It's worth noting that while it's claimed that ultrafast lasers are suitable for numerous fields, their actual application remains a different matter. In industries with large-scale production like semiconductor materials, chips, wafers, PCBs, copper-clad boards, and SMT, there are few, if any, significant applications of ultrafast lasers. This signifies a lag in the development of ultrafast laser applications and processes, trailing behind the pace of laser technology advancements.
The Long Journey of Exploring Applications in Ultrafast Laser Processing
In China, the number of companies specializing in precision laser equipment is relatively small, accounting for only about 1/20 of the metal laser cutting enterprises. These companies are generally not large in scale and have limited opportunities for process development in industries such as chips, PCBs, and panels. Moreover, industries with mature production processes in terminal applications often face numerous trials and validations when transitioning to laser micro-processing. Discovering reliable new process solutions demands significant trial and error, considering equipment costs. This transition isn't an easy process.
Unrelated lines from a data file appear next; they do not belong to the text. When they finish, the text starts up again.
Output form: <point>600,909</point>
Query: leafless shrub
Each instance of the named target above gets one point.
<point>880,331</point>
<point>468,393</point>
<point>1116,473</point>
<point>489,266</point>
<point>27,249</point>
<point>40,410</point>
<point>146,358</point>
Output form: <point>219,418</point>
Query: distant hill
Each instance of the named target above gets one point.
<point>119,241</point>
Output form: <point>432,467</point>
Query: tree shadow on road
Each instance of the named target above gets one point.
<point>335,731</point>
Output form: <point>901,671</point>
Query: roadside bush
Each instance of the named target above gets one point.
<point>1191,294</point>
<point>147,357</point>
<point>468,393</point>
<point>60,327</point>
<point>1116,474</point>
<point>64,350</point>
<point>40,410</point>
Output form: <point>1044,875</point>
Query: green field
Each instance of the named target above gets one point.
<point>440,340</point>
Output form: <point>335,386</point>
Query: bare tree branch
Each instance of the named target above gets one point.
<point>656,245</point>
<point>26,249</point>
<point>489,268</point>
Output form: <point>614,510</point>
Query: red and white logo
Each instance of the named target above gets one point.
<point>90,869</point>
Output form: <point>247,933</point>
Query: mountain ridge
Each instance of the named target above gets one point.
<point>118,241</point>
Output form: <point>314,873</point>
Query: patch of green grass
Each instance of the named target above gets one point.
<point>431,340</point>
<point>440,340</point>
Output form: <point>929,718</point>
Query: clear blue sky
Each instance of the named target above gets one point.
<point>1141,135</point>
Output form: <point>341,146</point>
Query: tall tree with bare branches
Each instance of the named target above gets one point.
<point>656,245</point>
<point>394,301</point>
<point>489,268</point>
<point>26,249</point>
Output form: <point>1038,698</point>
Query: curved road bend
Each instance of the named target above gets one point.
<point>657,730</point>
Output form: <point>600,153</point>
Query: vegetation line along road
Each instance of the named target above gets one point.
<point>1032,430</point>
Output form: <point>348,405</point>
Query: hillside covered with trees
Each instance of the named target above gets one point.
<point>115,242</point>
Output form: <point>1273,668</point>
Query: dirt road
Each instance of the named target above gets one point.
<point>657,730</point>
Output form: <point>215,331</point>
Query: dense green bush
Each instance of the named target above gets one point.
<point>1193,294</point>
Whole-panel glass cutting might be a feasible entry point for ultrafast lasers into a specific niche. The rapid adoption of laser cutting for mobile glass screens stands as a successful example. However, delving into ultrafast lasers for special material components or semi-finished products in other industries requires more time for exploration. Currently, ultrafast laser applications remain somewhat limited, primarily focused on non-metallic material cutting. There's a scarcity of applications in broader fields like OLEDs/semiconductors, highlighting that China's overall level of ultrafast laser processing technology isn't yet high. This also implies enormous potential for future development, with an anticipated gradual surge in ultrafast laser processing applications over the next decade.